Jeddah, May 3: Saudis and expats who spread rumors on social media could be jailed for up to five years and fined SR3 million ($800,000) under measures to counter false information regarding the coronavirus pandemic.
The move follows warnings by Saudi Arabia’s Ministry of Health, Ministry of Interior, General Presidency of the Two Holy Mosques and other government entities that people should rely on trusted news sources and not third parties for information on the Kingdom’s handling of the COVID-19 outbreak.
The Saudi Public Prosecutor warned that legal action will be taken against individuals who spread misinformation and rumors.
On Saturday, media spokesman for the Riyadh region police, Col.
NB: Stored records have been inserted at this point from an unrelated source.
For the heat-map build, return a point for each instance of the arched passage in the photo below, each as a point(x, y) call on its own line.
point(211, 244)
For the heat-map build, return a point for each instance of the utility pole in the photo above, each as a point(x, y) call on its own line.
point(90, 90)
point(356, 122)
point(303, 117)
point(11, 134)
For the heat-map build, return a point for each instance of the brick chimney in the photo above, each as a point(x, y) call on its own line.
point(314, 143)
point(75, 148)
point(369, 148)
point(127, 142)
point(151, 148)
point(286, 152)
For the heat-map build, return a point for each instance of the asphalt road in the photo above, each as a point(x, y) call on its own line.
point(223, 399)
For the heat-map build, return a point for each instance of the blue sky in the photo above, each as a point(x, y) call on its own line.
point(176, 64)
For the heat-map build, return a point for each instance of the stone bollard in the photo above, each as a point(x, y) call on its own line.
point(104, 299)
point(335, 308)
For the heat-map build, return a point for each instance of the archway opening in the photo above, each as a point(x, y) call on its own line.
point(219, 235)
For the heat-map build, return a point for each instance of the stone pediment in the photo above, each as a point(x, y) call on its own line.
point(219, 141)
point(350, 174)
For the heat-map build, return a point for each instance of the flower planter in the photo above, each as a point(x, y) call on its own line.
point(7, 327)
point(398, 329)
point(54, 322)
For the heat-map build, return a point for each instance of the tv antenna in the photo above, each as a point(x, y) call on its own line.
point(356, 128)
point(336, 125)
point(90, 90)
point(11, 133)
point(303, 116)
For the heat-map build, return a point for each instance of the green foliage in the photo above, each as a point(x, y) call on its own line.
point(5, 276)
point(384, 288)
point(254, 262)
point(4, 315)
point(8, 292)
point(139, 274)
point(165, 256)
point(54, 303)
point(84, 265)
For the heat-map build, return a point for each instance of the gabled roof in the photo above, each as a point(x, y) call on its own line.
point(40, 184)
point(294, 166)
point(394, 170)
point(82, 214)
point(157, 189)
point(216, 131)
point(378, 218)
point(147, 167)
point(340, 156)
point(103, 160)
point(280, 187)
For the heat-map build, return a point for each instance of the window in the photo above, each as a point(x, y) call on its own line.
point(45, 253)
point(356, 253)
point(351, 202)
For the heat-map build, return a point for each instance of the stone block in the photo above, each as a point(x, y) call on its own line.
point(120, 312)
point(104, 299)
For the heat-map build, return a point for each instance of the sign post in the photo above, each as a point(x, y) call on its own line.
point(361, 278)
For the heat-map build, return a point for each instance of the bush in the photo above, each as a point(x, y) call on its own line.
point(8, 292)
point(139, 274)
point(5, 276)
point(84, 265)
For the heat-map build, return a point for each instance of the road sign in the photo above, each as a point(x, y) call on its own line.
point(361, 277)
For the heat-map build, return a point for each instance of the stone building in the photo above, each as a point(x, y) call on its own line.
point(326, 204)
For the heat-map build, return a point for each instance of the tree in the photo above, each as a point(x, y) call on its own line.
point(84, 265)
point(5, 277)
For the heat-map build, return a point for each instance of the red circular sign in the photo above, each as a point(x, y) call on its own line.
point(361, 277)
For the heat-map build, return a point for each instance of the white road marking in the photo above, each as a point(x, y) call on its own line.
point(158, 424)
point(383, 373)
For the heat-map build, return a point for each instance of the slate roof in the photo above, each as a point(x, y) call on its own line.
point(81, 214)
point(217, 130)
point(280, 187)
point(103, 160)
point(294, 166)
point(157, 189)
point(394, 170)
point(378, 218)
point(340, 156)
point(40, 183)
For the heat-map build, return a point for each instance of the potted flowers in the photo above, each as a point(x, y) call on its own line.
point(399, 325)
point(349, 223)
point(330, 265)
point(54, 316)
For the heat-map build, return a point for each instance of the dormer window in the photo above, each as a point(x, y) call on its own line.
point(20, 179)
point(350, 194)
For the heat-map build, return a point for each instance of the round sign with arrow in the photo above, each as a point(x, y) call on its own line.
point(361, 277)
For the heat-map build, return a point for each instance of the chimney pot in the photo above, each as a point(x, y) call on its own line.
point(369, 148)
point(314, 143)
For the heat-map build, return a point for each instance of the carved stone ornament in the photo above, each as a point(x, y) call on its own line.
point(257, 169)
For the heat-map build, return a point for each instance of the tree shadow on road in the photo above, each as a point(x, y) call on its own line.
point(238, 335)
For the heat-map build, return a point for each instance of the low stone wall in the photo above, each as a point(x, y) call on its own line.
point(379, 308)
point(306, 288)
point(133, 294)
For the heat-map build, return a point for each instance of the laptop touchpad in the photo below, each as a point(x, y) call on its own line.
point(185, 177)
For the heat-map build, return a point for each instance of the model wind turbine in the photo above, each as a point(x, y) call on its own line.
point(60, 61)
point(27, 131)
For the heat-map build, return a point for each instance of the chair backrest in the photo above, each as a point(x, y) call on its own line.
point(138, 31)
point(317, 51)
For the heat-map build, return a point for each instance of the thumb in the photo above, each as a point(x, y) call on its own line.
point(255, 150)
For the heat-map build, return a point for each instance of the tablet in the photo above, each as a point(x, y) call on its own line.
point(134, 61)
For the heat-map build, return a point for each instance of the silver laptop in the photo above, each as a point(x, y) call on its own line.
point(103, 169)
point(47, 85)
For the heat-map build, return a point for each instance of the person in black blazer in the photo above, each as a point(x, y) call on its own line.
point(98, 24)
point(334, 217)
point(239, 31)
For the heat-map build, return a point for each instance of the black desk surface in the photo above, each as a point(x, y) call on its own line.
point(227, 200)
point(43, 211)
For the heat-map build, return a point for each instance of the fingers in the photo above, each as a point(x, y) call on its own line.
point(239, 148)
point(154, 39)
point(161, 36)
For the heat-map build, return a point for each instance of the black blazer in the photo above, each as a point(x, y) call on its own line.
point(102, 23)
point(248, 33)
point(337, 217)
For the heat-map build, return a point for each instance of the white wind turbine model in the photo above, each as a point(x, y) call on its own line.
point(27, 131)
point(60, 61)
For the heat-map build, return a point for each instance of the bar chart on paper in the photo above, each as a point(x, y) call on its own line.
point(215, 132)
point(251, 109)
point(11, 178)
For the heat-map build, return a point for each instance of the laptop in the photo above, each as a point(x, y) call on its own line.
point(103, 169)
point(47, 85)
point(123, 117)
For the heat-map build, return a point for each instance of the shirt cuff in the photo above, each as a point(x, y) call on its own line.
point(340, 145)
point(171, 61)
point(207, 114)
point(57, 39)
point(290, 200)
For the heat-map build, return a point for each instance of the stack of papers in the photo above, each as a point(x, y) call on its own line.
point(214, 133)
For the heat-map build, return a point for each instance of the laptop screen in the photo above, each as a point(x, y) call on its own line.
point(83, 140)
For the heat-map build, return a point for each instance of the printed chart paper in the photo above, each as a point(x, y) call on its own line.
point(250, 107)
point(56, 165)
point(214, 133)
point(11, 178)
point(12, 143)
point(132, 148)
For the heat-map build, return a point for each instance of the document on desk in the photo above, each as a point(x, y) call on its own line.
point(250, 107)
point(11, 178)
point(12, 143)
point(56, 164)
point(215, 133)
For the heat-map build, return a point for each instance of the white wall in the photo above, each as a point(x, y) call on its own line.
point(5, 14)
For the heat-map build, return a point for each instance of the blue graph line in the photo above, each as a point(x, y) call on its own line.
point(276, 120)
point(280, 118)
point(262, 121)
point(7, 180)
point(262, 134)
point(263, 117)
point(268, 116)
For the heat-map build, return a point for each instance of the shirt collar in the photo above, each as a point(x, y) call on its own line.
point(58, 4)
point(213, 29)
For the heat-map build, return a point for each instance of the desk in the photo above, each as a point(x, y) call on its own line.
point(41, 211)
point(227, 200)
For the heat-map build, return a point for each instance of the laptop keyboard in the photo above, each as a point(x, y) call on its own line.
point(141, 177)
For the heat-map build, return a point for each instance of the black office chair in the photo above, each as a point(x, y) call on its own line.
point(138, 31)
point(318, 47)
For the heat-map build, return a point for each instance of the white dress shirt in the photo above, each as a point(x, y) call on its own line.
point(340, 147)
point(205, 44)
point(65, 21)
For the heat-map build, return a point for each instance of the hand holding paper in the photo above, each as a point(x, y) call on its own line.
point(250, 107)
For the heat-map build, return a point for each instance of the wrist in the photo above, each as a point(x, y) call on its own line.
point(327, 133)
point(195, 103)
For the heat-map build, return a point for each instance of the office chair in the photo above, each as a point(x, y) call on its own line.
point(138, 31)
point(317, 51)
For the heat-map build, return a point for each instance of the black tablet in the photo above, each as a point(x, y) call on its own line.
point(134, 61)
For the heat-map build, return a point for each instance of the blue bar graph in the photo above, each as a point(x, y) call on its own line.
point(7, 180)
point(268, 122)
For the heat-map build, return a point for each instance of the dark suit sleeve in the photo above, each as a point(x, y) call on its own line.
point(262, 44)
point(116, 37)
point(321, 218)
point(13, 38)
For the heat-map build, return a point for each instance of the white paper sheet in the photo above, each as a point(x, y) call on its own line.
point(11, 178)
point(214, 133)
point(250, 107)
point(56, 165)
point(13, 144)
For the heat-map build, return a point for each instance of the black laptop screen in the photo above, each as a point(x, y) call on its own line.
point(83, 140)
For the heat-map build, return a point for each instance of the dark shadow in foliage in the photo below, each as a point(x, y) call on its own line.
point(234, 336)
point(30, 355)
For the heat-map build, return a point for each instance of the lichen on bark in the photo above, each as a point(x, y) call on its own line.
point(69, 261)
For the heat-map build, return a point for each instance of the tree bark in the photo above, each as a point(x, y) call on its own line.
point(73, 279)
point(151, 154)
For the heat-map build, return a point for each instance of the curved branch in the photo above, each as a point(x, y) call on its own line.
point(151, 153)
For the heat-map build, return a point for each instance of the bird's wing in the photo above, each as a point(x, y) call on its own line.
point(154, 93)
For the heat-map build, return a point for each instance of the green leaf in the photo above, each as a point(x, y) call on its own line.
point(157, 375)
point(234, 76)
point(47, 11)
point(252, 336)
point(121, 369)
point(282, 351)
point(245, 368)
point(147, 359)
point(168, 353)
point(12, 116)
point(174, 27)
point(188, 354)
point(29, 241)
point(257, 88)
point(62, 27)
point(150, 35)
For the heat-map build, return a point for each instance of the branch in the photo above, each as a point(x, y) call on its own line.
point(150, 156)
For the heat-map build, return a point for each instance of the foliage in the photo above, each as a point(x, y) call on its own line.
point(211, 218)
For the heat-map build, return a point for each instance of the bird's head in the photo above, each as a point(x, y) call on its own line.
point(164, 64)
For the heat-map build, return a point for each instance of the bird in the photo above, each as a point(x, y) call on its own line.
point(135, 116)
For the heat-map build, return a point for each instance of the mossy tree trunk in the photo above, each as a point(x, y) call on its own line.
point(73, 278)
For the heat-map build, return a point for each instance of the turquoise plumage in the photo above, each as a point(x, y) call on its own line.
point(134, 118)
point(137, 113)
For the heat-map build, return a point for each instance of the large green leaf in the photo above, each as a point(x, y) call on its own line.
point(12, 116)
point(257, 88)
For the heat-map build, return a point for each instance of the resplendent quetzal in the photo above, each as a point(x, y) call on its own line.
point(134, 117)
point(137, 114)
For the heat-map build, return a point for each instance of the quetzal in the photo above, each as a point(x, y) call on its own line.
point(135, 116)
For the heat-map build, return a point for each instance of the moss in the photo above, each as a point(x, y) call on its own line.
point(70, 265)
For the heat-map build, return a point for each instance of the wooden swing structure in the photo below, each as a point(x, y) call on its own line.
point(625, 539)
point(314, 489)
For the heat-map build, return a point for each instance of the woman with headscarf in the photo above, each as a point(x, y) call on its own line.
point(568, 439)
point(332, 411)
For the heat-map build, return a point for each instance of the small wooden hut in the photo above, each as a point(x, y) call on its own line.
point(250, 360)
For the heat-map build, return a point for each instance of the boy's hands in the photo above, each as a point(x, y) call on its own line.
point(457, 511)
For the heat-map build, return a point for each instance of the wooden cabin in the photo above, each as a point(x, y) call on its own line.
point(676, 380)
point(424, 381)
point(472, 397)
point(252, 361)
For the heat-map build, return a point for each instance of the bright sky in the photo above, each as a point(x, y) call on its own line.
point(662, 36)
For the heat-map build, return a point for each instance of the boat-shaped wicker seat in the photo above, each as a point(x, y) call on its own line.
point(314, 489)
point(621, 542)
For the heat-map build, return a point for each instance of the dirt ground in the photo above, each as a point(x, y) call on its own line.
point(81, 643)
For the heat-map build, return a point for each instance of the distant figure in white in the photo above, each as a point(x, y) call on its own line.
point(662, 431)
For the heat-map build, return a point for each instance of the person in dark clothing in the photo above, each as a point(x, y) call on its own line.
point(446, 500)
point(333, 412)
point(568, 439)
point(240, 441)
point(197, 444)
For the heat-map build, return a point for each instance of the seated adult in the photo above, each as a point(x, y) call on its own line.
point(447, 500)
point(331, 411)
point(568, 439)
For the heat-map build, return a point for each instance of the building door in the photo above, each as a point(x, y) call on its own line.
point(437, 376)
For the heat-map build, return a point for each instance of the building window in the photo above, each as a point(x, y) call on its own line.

Shakir Al-Tuwaijri, highlighted a video circulating on social media in which a person spreads rumors about steps taken to curb the spread of the coronavirus.
Other false claims include a planned change in curfew hours, warnings of food shortages, and a suggestion that health authorities are deliberately concealing the number of cases in the Kingdom.
In a recent case, a Riyadh resident claimed to know when worshippers will be allowed to return to the Grand Mosque.
All suspects have been arrested and face legal action, police said.
Dimah Al-Sharif, a Saudi legal counsel and member of the International Association of Lawyers, urged people to be responsible regarding content they access on social media.
“Receivers should not save such content or share it with others, and should delete it if possible since they, too, will be liable,” she said.
“Under Saudi laws to counter cyber-crime, we are not allowed to produce, prepare, send or save any unauthorized content or rumors.”
Individuals who breach regulations can be jailed for up to five years and face fines of SR3 million, as well as confiscation of the device(s) used in the crime, she said.
In addition, the judicial ruling will be published in newspapers at the offender’s expense.
The Kingdom’s Public Prosecution Office took to social media to warn users about the consequences of spreading rumors and misinformation.
@bip_ksa tweeted: “Receiving information from its official sources is a moral obligation and commitment, and legal responsibility. Do not fall victim to malicious rumors and news from anonymous sources that violate the procedures and effort, and cause terror regarding the Coronavirus, in order to avoid strict criminal accountability in this regard.”